Atlas is an autonomous research agent that answers questions by searching the web, reading pages, and reasoning across multiple steps — then replies with cited sources. The entire agent loop is hand-rolled with the OpenAI tool-calling API and the Python standard library. No LangChain, no LlamaIndex, no agent framework — so every part of the ReAct cycle is visible and easy to reason about.
It also ships with a small prompt A/B-test harness that benchmarks three different agent "personas" on accuracy, safety (refusal behavior), tool usage, and latency.
- ReAct from first principles — a transparent reason → act → observe loop, not a framework abstraction.
- Tools built on the stdlib — web search and page reading with zero heavyweight dependencies.
- Bounded tool budget — a hard cap on tool calls per question to control latency and token cost.
- Grounded & cited — the agent is instructed to search before answering and cite every source.
- Eval-driven — a built-in harness compares prompt strategies instead of eyeballing outputs.
flowchart LR
Q[User question] --> LLM{{LLM}}
LLM -- tool_call --> T[search_web / read_url]
T -- observation --> LLM
LLM -- no tool_call --> A[Final answer + citations]

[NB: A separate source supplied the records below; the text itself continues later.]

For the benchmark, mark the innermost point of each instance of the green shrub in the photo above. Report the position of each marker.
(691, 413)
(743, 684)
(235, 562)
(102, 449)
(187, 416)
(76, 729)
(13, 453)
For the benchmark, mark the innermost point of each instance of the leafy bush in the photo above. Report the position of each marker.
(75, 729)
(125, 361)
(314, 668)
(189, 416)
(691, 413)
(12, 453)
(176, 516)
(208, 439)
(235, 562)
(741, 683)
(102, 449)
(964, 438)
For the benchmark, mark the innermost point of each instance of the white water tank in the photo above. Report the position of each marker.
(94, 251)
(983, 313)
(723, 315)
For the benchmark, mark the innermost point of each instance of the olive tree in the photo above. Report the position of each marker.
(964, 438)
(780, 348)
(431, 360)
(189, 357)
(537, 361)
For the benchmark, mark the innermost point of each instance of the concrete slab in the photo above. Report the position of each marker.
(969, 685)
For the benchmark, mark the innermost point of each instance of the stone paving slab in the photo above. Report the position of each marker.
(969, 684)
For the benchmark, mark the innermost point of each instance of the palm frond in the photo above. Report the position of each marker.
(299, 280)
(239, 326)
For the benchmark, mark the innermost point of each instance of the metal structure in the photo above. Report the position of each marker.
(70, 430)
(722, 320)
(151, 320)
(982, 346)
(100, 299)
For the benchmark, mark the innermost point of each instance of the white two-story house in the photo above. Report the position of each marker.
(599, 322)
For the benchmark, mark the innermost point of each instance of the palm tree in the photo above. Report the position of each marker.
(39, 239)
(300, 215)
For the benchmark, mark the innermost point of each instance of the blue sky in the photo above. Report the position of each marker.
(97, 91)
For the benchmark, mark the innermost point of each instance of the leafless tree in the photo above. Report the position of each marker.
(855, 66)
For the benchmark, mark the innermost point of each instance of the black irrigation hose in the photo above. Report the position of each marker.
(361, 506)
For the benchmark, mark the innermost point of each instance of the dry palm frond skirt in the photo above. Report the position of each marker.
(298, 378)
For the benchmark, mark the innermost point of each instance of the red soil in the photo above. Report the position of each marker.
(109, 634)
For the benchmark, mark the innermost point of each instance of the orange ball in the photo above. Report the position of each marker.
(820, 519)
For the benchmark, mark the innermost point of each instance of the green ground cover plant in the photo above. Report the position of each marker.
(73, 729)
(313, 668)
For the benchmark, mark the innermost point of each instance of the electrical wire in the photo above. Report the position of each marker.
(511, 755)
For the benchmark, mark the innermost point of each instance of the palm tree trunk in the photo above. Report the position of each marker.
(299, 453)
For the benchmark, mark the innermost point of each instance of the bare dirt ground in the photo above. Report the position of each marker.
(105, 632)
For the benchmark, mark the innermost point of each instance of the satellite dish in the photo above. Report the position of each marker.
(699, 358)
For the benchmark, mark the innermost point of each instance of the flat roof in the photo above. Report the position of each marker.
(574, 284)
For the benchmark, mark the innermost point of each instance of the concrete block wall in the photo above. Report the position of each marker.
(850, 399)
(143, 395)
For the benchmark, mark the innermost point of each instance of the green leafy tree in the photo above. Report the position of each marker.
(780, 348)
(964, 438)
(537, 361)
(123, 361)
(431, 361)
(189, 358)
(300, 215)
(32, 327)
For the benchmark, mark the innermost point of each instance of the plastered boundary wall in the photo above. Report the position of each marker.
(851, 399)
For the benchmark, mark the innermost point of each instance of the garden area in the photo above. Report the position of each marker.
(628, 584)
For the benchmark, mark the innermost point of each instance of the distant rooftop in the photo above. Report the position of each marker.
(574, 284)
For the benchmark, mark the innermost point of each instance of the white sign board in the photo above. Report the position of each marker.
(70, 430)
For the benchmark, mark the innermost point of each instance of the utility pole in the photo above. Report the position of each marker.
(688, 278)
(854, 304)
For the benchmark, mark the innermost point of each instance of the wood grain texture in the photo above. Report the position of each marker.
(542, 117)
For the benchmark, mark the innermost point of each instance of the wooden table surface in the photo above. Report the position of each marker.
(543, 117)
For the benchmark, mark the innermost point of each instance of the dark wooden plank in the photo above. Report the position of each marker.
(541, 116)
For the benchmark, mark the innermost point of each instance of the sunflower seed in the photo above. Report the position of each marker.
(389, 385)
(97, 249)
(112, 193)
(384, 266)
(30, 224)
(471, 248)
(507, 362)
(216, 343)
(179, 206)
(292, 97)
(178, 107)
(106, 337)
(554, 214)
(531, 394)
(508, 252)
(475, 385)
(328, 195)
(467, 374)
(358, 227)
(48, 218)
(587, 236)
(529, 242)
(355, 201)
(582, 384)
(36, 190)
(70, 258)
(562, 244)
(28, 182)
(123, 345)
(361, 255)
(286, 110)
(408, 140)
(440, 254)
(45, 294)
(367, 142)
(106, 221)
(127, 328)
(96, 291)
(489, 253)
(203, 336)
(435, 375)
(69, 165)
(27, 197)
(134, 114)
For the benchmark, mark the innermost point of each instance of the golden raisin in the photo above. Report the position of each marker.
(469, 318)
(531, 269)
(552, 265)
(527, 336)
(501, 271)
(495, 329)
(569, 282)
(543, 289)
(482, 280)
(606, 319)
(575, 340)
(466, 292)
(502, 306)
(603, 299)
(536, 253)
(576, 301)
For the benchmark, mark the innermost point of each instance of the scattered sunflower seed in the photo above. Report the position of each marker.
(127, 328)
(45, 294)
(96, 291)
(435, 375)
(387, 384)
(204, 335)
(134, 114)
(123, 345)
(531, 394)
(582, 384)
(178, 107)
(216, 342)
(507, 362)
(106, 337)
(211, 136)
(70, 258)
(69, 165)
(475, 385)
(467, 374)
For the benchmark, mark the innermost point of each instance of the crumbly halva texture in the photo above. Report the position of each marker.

The loop (run_chad in main.py) runs up to a fixed number of iterations. On each turn the model
either requests a tool call — which is executed and fed back as an observation — or returns a
final answer. This is the classic ReAct pattern, implemented directly against the chat
completions + tool-calling API.
| Tool | What it does | Implementation |
|---|---|---|
search_web(query) |
Returns the top 5 web results (title, snippet, URL) | DuckDuckGo HTML endpoint, parsed with re |
read_url(url) |
Fetches a page and returns clean text (truncated to ~3k chars to protect the context window) | urllib + a custom html.parser text extractor |
The agent ships with three system-prompt variants, each a different research persona:
| Variant | Style | Tool budget |
|---|---|---|
| Concise Analyst | brief, bullet-point, no fluff | ≤ 3 calls |
| Thorough Researcher | multi-source briefing, notes contradictions | up to 5 calls |
| Structured Reporter | fixed Summary / Findings / Sources / Confidence format |
2–4 calls |
run_eval_suite() runs every variant across a set of test cases and print_summary() prints a
comparison table. Each EvalResult records answer correctness (expected-keyword match),
refusal/safety behavior, tool-call count, and latency (ms) — so prompt changes are measured, not
guessed.
git clone https://github.com/Mayank-Maurya/RNC-Assistant
cd RNC-Assistant
python -m venv venv && source venv/bin/activate
pip install -r requirements.txt
# configure your LLM endpoint
cp .env.example .env
# OPENROUTER_API_KEY=sk-or-...
# BASE_URL_OPEN_ROUTER=https://openrouter.ai/api/v1
python main.py # ask a question / run the agentThe model is set in config.py (MODEL) and works with any OpenAI-compatible endpoint —
OpenRouter, a local vLLM/Ollama server, or the OpenAI API.
Python · OpenAI Python SDK (tool calling) · OpenRouter / any OpenAI-compatible LLM ·
urllib + html.parser + re (tools, no scraping libs) · dataclasses (eval harness) · litellm
- Search uses DuckDuckGo's HTML endpoint (no API key, but brittle to markup changes) — a pluggable search backend (Tavily/SerpAPI) is the natural next step.
read_urldoes plain text extraction; readability/boilerplate removal would improve grounding.- The eval harness scores prompt quality on a single LLM turn; extending it to score the full multi-step run (did it cite correctly? did it stay within budget?) is on the roadmap.
Built to understand how agents actually work under the hood — by building one without a framework.